In this case, Barton said, there was even more for the perpetrator – for Haughton – to attack and destroy in his twisted sense of betrayal. The staff at Azana, all women, has been described as like a family. Zina Haughton had been with the spa a long time, worked long hours, shared the joys and worries of motherhood with her colleagues – and hinted to some of her dissolving marriage.

“To him, they are co-conspirators,” Barton said.

Attacking her, and all she holds dear

Radcliffe Haughton had a history of domestic violence, including an arrest in January 2011 for disorderly conduct in a standoff after fighting with his wife. He had just been put under a restraining order after slashing one of her tires at Azana – an immature act of retaliation carried out in front of her co-workers, two of whom made witness statements against him to police.

“This is something we look for in crisis management,” Barton said. “I think it would be key whether the workplace was specified in the temporary restraining order – it should have been.”

It was not. The TRO petition specifies only that Radcliffe Haughton should “avoid my residence and/or any location temporarily occupied by me.” Even though the tire-slashing incident occurred at Azana, there was no specific prohibition against Haughton going there.

An ex-Marine, Haughton was used to handling firearms, and the Brown Deer police knew from contacts with him that he owned weapons. The restraining order did specify that he was to turn over any firearms he possessed for its duration – four years.

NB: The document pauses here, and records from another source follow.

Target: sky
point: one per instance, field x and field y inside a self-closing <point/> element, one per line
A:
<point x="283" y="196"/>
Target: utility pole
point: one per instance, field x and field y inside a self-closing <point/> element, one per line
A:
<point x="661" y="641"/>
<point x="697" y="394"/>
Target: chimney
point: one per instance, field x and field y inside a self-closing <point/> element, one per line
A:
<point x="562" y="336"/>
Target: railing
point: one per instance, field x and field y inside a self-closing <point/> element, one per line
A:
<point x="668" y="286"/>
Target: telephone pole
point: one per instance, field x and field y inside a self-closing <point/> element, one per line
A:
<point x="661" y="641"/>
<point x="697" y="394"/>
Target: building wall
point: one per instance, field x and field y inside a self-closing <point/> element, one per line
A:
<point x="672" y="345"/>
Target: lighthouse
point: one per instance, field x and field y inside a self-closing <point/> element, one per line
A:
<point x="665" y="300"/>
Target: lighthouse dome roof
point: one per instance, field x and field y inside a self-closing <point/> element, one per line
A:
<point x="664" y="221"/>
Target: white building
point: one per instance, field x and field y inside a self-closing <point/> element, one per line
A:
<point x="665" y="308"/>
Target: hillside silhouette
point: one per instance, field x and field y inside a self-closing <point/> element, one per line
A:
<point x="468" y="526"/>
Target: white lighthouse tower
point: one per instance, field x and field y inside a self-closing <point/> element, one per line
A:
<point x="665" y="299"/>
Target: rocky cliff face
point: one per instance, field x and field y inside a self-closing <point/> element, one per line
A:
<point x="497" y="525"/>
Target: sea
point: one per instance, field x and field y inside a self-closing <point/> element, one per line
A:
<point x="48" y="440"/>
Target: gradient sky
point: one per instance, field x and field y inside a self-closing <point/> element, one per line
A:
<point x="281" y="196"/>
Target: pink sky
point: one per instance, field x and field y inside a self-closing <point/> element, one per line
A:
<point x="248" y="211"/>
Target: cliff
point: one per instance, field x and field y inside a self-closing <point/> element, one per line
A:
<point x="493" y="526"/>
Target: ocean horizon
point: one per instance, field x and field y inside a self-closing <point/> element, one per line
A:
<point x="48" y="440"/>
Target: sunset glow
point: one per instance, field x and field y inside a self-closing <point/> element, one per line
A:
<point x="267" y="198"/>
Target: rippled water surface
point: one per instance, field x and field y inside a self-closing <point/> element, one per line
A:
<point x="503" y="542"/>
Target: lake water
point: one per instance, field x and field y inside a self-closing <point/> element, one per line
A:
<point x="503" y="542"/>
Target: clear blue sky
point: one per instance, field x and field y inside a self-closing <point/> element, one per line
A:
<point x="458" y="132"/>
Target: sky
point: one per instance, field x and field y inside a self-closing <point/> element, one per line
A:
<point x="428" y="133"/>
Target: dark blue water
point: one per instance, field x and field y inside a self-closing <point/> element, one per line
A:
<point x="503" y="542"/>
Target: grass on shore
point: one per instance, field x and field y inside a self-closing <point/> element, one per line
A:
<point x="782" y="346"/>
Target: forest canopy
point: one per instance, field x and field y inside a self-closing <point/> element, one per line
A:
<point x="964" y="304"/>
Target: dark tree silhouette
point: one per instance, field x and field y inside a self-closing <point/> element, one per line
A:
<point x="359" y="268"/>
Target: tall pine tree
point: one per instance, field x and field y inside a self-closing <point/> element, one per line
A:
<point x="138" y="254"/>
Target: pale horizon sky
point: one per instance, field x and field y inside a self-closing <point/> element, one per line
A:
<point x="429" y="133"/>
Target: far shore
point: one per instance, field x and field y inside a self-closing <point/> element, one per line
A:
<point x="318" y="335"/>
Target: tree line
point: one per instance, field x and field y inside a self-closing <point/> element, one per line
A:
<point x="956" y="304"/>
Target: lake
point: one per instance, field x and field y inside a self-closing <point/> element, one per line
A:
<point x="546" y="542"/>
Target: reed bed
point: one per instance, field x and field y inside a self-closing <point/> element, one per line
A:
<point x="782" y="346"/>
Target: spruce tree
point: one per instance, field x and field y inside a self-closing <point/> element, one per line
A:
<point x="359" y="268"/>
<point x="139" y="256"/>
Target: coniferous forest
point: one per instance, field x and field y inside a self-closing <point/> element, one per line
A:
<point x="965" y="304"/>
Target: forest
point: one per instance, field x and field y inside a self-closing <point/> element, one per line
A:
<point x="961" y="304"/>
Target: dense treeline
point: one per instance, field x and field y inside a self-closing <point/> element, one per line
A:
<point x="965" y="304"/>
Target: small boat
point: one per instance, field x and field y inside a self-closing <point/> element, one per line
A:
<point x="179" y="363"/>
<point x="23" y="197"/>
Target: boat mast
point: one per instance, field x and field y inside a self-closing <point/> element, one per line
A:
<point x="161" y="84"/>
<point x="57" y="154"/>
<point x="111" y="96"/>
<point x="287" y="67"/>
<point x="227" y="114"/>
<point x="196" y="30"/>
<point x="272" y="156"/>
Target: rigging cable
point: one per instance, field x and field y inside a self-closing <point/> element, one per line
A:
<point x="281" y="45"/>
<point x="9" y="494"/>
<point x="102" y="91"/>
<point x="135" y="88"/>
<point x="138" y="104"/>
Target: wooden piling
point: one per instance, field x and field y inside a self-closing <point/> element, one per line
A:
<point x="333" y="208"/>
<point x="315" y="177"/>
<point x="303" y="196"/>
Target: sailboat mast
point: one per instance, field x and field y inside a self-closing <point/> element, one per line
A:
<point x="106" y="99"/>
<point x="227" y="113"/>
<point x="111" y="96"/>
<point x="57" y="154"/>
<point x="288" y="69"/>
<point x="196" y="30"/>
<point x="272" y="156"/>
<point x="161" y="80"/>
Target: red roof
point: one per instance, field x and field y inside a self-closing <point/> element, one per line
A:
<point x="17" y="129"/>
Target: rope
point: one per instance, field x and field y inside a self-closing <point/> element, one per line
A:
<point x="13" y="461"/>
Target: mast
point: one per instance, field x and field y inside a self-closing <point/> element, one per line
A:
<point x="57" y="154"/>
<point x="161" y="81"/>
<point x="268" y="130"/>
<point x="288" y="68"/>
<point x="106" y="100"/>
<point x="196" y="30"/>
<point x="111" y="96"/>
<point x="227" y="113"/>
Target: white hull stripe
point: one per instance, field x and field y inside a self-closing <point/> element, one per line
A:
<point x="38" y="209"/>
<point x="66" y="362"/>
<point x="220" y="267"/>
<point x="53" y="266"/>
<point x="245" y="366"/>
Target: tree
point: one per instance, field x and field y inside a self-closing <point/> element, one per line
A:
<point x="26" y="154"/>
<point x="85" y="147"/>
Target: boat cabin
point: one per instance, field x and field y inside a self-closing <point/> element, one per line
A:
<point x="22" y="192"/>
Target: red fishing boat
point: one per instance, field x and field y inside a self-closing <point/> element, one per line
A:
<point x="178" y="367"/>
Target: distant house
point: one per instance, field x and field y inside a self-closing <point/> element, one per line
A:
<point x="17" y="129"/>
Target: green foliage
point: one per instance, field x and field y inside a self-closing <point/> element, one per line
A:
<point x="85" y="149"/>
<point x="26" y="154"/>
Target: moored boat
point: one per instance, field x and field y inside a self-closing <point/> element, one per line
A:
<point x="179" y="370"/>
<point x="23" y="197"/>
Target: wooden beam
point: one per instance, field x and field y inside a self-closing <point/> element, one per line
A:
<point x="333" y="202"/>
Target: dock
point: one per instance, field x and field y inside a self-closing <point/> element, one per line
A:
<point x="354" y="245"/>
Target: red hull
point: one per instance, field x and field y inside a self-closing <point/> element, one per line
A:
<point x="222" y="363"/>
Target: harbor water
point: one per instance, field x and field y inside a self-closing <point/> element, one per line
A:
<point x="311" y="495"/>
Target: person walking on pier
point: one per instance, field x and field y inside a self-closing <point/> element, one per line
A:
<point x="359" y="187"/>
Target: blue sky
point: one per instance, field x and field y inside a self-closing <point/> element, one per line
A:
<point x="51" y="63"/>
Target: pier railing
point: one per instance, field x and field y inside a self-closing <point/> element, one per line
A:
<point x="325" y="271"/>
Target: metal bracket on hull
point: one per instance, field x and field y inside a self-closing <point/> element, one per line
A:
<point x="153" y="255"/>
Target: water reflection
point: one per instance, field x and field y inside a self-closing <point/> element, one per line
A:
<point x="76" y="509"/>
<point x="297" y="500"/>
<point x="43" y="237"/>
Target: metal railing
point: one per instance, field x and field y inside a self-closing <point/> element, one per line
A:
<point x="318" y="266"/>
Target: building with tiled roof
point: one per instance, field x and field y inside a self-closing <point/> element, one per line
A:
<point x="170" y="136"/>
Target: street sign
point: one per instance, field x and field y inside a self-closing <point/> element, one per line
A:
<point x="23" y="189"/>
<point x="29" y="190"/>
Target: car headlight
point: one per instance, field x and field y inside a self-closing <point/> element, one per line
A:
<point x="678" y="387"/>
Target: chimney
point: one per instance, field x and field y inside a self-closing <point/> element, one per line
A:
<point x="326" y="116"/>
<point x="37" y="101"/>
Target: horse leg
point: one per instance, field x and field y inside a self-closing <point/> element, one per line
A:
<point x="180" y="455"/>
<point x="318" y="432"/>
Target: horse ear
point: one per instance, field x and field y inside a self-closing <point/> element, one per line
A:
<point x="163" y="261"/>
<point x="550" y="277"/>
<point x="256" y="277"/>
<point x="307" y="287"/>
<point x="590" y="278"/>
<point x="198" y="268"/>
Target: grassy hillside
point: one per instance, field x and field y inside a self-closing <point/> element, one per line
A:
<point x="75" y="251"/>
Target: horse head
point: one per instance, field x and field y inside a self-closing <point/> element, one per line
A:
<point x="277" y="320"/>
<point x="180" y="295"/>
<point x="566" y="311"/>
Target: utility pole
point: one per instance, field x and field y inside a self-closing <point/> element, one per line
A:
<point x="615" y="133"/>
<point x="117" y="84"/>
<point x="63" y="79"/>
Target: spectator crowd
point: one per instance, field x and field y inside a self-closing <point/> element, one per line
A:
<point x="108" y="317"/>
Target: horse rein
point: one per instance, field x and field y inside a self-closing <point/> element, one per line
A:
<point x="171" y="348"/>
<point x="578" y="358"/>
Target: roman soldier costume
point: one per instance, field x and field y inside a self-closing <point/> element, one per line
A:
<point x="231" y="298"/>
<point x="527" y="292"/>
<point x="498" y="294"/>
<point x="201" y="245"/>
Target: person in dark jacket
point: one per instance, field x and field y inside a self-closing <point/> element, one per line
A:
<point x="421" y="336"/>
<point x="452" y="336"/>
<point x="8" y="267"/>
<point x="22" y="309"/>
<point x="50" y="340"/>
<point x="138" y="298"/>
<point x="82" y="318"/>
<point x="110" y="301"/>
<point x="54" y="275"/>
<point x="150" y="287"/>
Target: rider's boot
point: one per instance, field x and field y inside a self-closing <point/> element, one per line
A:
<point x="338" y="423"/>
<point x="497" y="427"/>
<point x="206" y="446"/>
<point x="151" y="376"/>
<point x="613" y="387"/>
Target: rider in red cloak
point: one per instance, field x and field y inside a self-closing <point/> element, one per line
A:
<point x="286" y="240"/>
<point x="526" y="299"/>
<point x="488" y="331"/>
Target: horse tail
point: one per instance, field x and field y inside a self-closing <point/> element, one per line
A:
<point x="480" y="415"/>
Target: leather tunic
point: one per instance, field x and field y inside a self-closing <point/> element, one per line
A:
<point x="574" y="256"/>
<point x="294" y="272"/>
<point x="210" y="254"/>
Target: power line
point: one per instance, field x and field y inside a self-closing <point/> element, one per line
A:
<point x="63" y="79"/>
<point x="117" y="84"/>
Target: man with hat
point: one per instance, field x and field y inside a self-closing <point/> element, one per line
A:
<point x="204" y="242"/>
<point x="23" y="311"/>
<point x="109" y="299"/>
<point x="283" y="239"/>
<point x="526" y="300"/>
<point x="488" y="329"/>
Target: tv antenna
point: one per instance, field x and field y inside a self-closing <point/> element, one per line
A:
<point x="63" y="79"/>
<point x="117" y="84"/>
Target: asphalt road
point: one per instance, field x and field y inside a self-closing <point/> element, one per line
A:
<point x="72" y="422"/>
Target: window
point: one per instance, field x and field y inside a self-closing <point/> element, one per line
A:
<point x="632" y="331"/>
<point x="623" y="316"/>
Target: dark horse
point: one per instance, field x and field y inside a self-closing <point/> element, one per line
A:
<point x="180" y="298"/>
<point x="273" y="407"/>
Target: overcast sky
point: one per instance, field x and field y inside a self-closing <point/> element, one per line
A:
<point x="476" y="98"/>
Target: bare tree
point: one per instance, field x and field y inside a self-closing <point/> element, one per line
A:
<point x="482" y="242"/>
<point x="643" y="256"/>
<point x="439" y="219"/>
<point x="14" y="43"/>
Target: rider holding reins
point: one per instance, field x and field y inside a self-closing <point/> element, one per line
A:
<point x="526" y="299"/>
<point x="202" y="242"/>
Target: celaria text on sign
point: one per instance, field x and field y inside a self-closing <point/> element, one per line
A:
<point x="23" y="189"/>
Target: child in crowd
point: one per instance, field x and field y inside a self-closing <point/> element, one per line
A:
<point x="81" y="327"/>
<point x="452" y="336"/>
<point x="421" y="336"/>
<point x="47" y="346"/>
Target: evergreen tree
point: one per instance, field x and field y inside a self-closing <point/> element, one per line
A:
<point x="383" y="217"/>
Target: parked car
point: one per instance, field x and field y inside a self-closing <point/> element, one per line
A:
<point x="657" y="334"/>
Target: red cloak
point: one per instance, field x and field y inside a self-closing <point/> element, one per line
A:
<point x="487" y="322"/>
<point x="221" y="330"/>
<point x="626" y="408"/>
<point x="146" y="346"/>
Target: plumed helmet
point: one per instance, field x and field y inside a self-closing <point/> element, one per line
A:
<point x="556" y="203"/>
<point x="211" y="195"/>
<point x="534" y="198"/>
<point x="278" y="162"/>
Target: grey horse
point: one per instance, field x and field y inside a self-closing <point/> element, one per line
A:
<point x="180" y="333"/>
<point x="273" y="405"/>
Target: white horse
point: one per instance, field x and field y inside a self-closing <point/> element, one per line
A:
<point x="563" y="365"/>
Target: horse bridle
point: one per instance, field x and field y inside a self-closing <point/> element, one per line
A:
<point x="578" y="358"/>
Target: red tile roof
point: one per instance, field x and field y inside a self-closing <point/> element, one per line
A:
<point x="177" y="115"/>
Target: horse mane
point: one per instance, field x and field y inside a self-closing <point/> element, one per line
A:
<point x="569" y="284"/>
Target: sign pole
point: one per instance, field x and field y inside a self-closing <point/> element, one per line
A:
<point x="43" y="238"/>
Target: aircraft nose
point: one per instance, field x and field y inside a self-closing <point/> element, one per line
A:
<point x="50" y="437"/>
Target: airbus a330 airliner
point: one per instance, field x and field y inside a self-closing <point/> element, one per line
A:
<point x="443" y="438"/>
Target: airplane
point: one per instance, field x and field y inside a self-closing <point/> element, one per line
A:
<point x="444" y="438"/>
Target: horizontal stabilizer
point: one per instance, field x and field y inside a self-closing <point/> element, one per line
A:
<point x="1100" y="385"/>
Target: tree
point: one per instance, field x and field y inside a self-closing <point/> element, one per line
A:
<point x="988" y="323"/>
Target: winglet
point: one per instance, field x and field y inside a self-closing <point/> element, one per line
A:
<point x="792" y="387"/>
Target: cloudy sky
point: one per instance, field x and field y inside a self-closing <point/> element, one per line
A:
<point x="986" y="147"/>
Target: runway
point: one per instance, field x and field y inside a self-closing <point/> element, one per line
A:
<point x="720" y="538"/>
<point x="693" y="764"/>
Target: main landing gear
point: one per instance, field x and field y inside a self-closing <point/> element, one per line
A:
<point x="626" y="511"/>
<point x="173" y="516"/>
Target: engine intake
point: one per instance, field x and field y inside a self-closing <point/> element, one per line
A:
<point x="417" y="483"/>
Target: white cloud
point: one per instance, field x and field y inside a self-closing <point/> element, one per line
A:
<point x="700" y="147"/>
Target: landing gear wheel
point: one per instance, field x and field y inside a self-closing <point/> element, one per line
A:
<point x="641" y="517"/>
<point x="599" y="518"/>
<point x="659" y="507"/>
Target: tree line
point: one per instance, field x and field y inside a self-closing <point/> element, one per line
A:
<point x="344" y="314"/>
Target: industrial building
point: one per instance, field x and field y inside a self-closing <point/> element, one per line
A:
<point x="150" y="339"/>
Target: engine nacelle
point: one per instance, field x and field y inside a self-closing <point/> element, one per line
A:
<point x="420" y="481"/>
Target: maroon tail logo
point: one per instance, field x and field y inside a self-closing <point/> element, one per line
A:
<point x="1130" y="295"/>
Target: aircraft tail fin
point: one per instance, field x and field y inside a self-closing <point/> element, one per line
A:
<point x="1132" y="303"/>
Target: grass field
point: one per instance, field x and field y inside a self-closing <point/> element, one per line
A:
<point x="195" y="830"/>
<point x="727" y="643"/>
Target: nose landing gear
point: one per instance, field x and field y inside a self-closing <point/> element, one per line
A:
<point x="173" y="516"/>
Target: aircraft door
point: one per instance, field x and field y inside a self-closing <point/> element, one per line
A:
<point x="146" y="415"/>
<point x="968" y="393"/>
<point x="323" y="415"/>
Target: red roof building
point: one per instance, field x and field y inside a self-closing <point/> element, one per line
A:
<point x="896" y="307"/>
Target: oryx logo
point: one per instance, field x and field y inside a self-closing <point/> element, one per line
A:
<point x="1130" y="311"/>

That would be another element of loss for him, taking away another piece of his identity.

No intention of coming out alive

Haughton also owned a car. But on Sunday morning, he chose to take a cab to Azana. It was a quiet morning, and he would arrive just as the spa was opening, staffed for a day of weekend relaxation for its clients.

To Barton, the timing, the mode of transportation, suggest that Haughton had fully meditated what he was about to do. He had no intention of getting away.

“About 31 percent of those who commit workplace homicides – and this is only those who survive to be interviewed – say that they were going to commit suicide, or suicide by cop.”

As to what leads a person to that, and Haughton in particular, there is despondency and desperation over his wife leaving him – but something deeper, darker and uglier still that drives him to the ultimate coward’s act, the killing of women.

“There is a sense among some men to look at women as chattel,” Barton said. “And they become obsessive about it. They become a bully in a relationship.”

When that relationship ends, leaving, for the woman, becomes the most dangerous part. The basis of even the single killing of a spouse or lover is that obsession, which comes down to a simple, crude expression: “If I can’t have you, no one can.”